Qwen2.5 7 B
QwenIntroduction
Qwen2.5 is a series of large language models featuring improved capabilities in knowledge representation, coding, mathematics, and multilingual support. The models enhance instruction following and can handle long texts and structured data. They are designed to generate structured outputs like JSON and are resilient to diverse system prompts, making them suitable for role-play and chatbot applications.
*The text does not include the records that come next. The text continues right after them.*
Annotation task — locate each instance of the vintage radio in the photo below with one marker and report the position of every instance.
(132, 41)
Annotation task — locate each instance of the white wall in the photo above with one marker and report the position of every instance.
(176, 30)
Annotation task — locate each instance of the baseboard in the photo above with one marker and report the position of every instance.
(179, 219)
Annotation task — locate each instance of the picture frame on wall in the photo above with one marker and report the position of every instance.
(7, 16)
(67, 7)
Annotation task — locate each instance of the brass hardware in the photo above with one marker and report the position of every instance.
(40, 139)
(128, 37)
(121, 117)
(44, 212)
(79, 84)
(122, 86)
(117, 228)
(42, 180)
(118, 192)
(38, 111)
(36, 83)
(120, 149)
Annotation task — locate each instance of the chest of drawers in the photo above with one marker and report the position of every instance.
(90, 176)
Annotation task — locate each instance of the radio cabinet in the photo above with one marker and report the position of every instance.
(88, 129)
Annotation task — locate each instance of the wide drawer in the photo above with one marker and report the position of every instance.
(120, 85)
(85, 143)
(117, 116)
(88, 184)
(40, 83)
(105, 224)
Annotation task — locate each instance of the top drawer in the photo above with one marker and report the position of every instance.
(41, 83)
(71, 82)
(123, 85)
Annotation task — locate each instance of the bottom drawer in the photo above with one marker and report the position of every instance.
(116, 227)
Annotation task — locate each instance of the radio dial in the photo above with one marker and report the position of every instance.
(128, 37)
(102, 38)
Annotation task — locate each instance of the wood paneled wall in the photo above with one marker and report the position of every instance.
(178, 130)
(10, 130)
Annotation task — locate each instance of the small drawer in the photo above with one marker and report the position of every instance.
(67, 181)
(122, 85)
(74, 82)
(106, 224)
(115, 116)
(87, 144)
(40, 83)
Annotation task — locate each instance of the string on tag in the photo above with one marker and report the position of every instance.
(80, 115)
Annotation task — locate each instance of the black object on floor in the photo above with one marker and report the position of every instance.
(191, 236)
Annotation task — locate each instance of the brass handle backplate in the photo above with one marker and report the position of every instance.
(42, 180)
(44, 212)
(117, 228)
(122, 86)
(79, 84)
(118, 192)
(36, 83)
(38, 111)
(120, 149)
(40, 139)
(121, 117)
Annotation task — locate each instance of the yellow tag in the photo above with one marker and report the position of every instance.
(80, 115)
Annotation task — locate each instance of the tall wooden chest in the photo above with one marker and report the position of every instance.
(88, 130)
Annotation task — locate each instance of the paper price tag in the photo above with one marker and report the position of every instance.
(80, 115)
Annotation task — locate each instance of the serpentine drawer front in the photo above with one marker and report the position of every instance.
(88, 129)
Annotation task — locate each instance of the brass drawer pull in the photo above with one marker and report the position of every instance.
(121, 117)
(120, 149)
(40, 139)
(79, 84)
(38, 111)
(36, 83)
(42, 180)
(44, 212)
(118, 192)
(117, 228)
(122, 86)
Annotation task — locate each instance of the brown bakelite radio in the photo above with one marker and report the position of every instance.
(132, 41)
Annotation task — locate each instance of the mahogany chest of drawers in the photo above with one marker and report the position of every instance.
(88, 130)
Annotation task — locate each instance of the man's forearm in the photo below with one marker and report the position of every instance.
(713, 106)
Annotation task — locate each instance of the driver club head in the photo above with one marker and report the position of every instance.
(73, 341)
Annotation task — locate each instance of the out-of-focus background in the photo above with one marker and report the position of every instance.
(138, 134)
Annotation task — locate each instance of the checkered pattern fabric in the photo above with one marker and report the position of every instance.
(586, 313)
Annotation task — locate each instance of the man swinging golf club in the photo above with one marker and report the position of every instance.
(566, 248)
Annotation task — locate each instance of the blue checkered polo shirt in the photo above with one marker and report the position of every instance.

This series supports over 29 languages and can manage contexts up to 128K tokens with a maximum generation of 8K tokens.
Architecture
The base 7B Qwen2.5 model is a causal language model with a transformer architecture that incorporates RoPE, SwiGLU, RMSNorm, and Attention QKV bias. It includes 7.61 billion parameters, with 6.53 billion non-embedding parameters, distributed across 28 layers and 28 attention heads for Q and 4 for KV. The model supports a context length of 131,072 tokens.
Training
Qwen2.5 models undergo pretraining, with recommendations for post-training techniques such as Supervised Fine-Tuning (SFT), Reinforcement Learning from Human Feedback (RLHF), or continued pretraining to enhance conversation capabilities.
Guide: Running Locally
To run the Qwen2.5 model locally, follow these steps:
-
Install Dependencies: Ensure you have the latest version of the Hugging Face
transformers
library. Versions below 4.37.0 may cause errors. -
Download Model: Fetch the Qwen2.5-7B model from the Hugging Face repository.
-
Set Up Environment: Use a Python environment with the necessary libraries for model execution.
-
Run Inference: Load the model into your script and perform text generation tasks.
Cloud GPUs Recommendation: For optimal performance, especially with the model's large context length, consider using cloud GPU services like AWS, Google Cloud, or Azure.
License
The Qwen2.5 model is released under the Apache 2.0 License. More details can be found in the license file.